The mystery as to why a top prosecutor working on the Durham investigation abruptly resigned has been solved. It is exactly what we thought it was:
A former federal prosecutor who helped investigate the origins of the Trump-Russia probe said Wednesday she left the team because of concerns with then-Attorney General William Barr’s public comments about the case and because she strongly disagreed with a draft of an interim report he considered releasing before the election.
“I simply couldn’t be part of it. So I resigned,” Nora Dannehy told Connecticut state legislators during her confirmation hearing as a nominee to the state Supreme Court. It marked the first time Dannehy has spoken publicly about her sudden resignation from the probe overseen by former special counsel John Durham.
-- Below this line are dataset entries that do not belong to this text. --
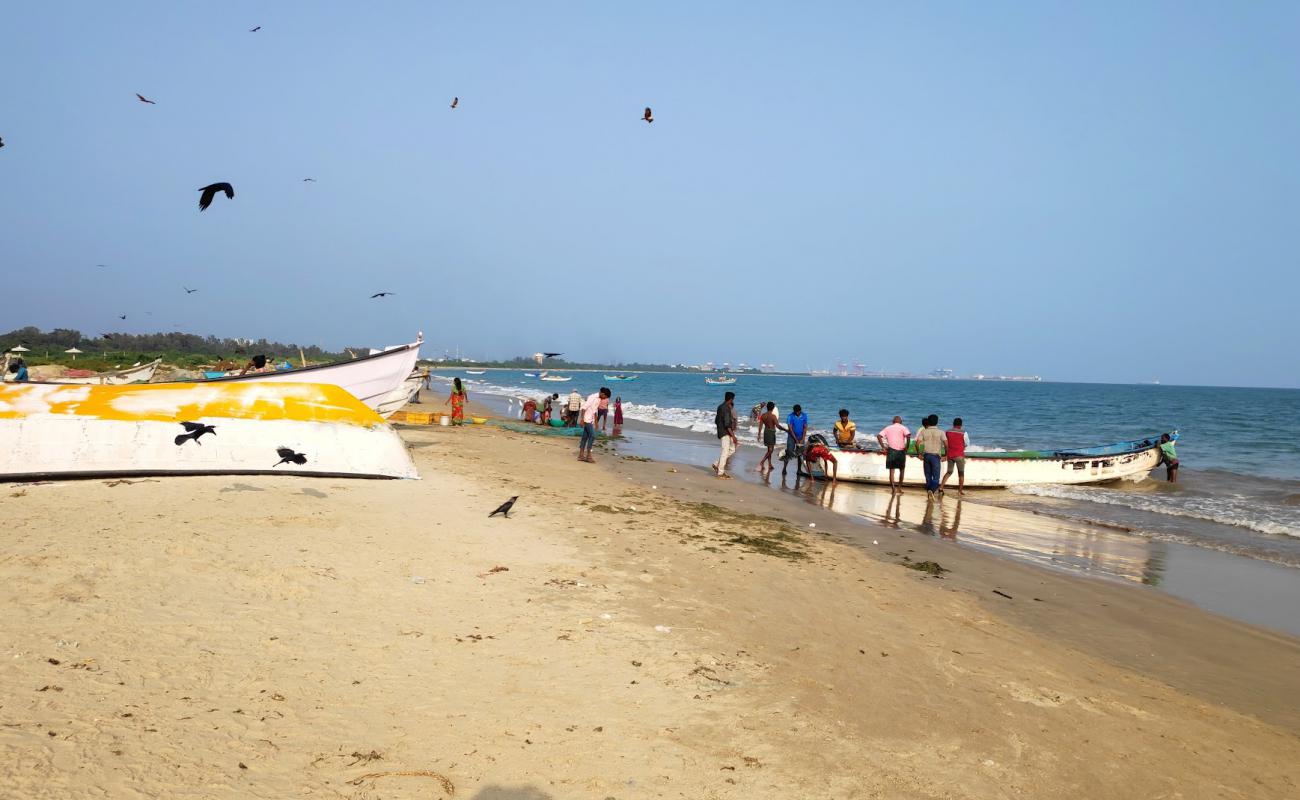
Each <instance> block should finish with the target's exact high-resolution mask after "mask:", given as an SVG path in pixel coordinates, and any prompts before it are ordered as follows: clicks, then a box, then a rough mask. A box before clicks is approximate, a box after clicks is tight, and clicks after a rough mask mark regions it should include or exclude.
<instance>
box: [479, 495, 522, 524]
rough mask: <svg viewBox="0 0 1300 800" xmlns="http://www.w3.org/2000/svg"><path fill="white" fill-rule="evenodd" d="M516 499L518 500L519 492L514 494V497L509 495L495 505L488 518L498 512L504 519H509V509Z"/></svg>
mask: <svg viewBox="0 0 1300 800" xmlns="http://www.w3.org/2000/svg"><path fill="white" fill-rule="evenodd" d="M516 500H519V494H516V496H515V497H511V498H510V500H507V501H506V502H503V503H500V505H499V506H497V510H495V511H493V513H491V514H489V515H487V519H491V518H493V516H497V515H498V514H500V515H502V516H504V518H506V519H510V510H511V509H513V507H515V501H516Z"/></svg>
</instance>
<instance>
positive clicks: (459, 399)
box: [442, 377, 469, 425]
mask: <svg viewBox="0 0 1300 800" xmlns="http://www.w3.org/2000/svg"><path fill="white" fill-rule="evenodd" d="M468 401H469V393H468V392H465V388H464V386H461V385H460V379H459V377H456V379H452V380H451V394H448V395H447V401H446V402H445V403H442V405H443V406H451V424H452V425H459V424H460V423H463V421H465V403H467V402H468Z"/></svg>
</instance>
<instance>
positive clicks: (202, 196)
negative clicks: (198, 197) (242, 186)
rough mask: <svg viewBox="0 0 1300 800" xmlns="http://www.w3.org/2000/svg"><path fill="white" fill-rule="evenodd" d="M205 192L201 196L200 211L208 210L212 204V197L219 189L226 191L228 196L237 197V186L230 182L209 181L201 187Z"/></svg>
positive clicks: (232, 199)
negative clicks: (202, 186)
mask: <svg viewBox="0 0 1300 800" xmlns="http://www.w3.org/2000/svg"><path fill="white" fill-rule="evenodd" d="M199 191H201V193H203V194H201V195H200V196H199V211H207V208H208V206H212V198H214V196H217V193H218V191H224V193H226V198H227V199H230V200H233V199H235V187H234V186H231V185H230V183H209V185H208V186H204V187H203V189H200V190H199Z"/></svg>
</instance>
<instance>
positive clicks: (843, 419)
mask: <svg viewBox="0 0 1300 800" xmlns="http://www.w3.org/2000/svg"><path fill="white" fill-rule="evenodd" d="M857 434H858V427H857V425H855V424H853V420H850V419H849V410H848V408H840V420H839V421H837V423H835V444H837V445H840V446H841V447H852V446H853V444H854V442H853V440H854V437H857Z"/></svg>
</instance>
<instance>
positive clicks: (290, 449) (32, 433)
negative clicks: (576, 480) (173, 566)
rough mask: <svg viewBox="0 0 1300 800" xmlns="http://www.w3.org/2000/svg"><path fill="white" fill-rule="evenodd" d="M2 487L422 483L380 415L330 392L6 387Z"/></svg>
mask: <svg viewBox="0 0 1300 800" xmlns="http://www.w3.org/2000/svg"><path fill="white" fill-rule="evenodd" d="M0 441H4V442H5V446H4V447H0V480H34V479H45V477H87V476H99V475H217V473H239V475H248V473H268V475H283V473H287V475H330V476H354V477H417V475H416V471H415V464H412V463H411V457H409V454H408V453H407V449H406V445H404V444H403V441H402V440H400V438H399V437H398V434H396V432H395V431H393V428H390V427H389V425H387V424H386V423H385V421H383V420H382V419H381V418H380V416H378V414H376V412H374V411H373V410H372V408H368V407H367V406H364V405H361V403H360V402H359V401H357V399H356V398H355V397H352V395H351V394H348V393H347V392H344V390H343V389H341V388H339V386H331V385H328V384H291V382H247V381H242V382H217V381H211V382H207V384H200V382H190V384H181V382H169V384H135V385H130V386H90V385H66V384H5V385H3V386H0Z"/></svg>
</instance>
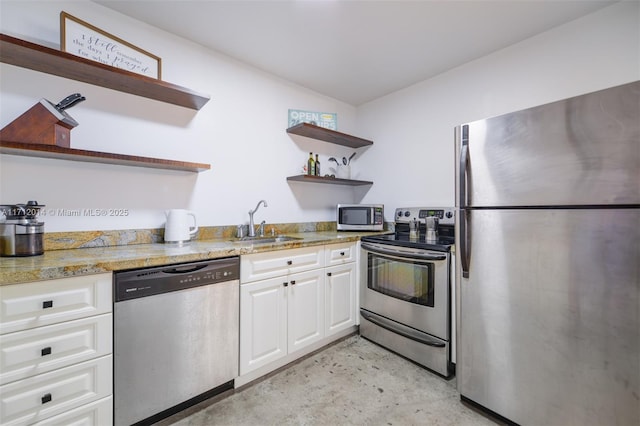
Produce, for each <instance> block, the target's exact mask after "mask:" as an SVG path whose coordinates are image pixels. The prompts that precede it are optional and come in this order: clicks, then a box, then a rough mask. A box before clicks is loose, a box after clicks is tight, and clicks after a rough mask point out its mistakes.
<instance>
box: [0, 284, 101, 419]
mask: <svg viewBox="0 0 640 426" xmlns="http://www.w3.org/2000/svg"><path fill="white" fill-rule="evenodd" d="M111 294H112V275H111V273H106V274H97V275H86V276H79V277H72V278H62V279H55V280H48V281H39V282H33V283H25V284H13V285H7V286H2V287H0V424H2V425H31V424H42V425H56V424H59V425H63V424H64V425H69V424H74V425H99V426H102V425H110V424H112V421H113V420H112V419H113V403H112V397H111V396H112V391H113V360H112V351H113V325H112V324H113V320H112V314H111V311H112V298H111Z"/></svg>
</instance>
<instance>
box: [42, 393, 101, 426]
mask: <svg viewBox="0 0 640 426" xmlns="http://www.w3.org/2000/svg"><path fill="white" fill-rule="evenodd" d="M112 424H113V398H112V397H110V396H109V397H107V398H102V399H100V400H98V401H95V402H91V403H89V404H85V405H83V406H82V407H78V408H74V409H73V410H69V411H67V412H65V413H62V414H59V415H57V416H53V417H49V418H48V419H46V420H43V421H41V422H38V423H36V424H35V425H34V426H69V425H73V426H108V425H112Z"/></svg>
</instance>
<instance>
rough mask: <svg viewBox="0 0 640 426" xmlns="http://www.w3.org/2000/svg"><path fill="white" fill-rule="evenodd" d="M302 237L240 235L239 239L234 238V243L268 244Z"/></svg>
mask: <svg viewBox="0 0 640 426" xmlns="http://www.w3.org/2000/svg"><path fill="white" fill-rule="evenodd" d="M302 239H303V238H300V237H290V236H288V235H279V236H277V237H242V238H240V239H239V240H234V242H236V243H245V242H250V243H253V244H270V243H281V242H286V241H299V240H302Z"/></svg>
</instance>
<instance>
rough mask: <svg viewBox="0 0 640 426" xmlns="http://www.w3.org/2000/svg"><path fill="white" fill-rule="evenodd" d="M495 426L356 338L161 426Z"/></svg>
mask: <svg viewBox="0 0 640 426" xmlns="http://www.w3.org/2000/svg"><path fill="white" fill-rule="evenodd" d="M168 425H174V426H210V425H252V426H253V425H493V426H495V425H496V423H494V422H493V421H491V420H490V419H488V418H487V417H485V416H483V415H482V414H480V413H478V412H476V411H475V410H473V409H471V408H468V407H467V406H466V405H464V404H462V403H461V402H460V395H459V394H458V392H457V391H456V389H455V379H454V380H451V381H447V380H444V379H442V378H441V377H439V376H437V375H435V374H433V373H431V372H429V371H427V370H425V369H424V368H422V367H420V366H418V365H416V364H414V363H412V362H410V361H408V360H406V359H404V358H402V357H400V356H398V355H396V354H394V353H391V352H389V351H387V350H385V349H384V348H381V347H380V346H378V345H376V344H374V343H371V342H370V341H368V340H366V339H363V338H361V337H360V336H358V335H354V336H351V337H348V338H346V339H345V340H342V341H340V342H338V343H336V344H334V345H332V346H330V347H328V348H326V349H324V350H322V351H321V352H318V353H316V354H313V355H311V356H309V357H307V358H304V359H303V360H301V361H298V362H296V363H294V364H293V365H291V366H289V367H286V368H284V369H283V370H281V371H279V372H277V373H275V374H272V375H269V376H268V377H267V378H265V379H261V380H260V381H256V382H254V383H250V384H248V385H247V386H245V387H243V388H240V389H236V390H234V391H229V392H228V393H227V394H226V395H222V396H220V397H216V398H213V399H211V400H209V401H205V402H203V403H201V404H199V405H197V406H195V407H192V408H190V409H188V410H185V411H183V412H181V413H178V414H176V415H174V416H172V417H170V418H168V419H165V420H164V421H162V422H160V423H159V424H158V426H168Z"/></svg>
Durham, a former U.S. attorney for the District of Connecticut, was appointed in the spring of 2019 by Barr to investigate potential wrongdoing by government officials and others in the early days of the FBI probe into ties between the Trump 2016 presidential campaign and Russia. Trump expected the investigation to expose what he and his supporters alleged was a “deep state” conspiracy to undermine his campaign, but the slow pace of the probe – and the lack of blockbuster findings – contributed to a deep wedge between the president and Barr by the time the attorney general resigned in December 2020.
The investigation concluded last May with underwhelming results: A single guilty plea from a little-known FBI lawyer, resulting in probation, and two acquittals at trial by juries.
Dannehy, who was the first woman to serve as U.S. attorney for the District of Connecticut, told Connecticut lawmakers that politics had “never played a role” in how she was expected to carry out her job as a federal prosecutor and “that was the Justice Department I thought I was returning to” when she ultimately joined Durham’s team.
“I had been taught and spent my entire career at Department of Justice conducting any investigation in an objective and apolitical manner,” she said. “In the spring and summer of 2020, I had growing concerns that this Russia investigation was not being conducted in that way. Attorney General Barr began to speak more publicly and specifically about the ongoing criminal investigation. I thought these public comments violated DOJ guidelines.”
Dannehy said Barr’s comments were “certainly taken in a political way by reports. Whether he intended that or not, I don’t know.”
She declined to detail what happened during her time with the investigation because it involved highly classified information.
Bill Barr was the biggest partisan hack since Ed Meese in the Reagan administration — maybe John Mitchell, who spent 19 months in jail for his corruption. He’s now a Never Trumper but he was his top henchman for two years. This was an important resignation because it exposed not only Barr’s corruption but Durham’s as well. He had worked with Dannehy for years and when she refused to go along it was a sign that the investigation had gone terribly off the rails.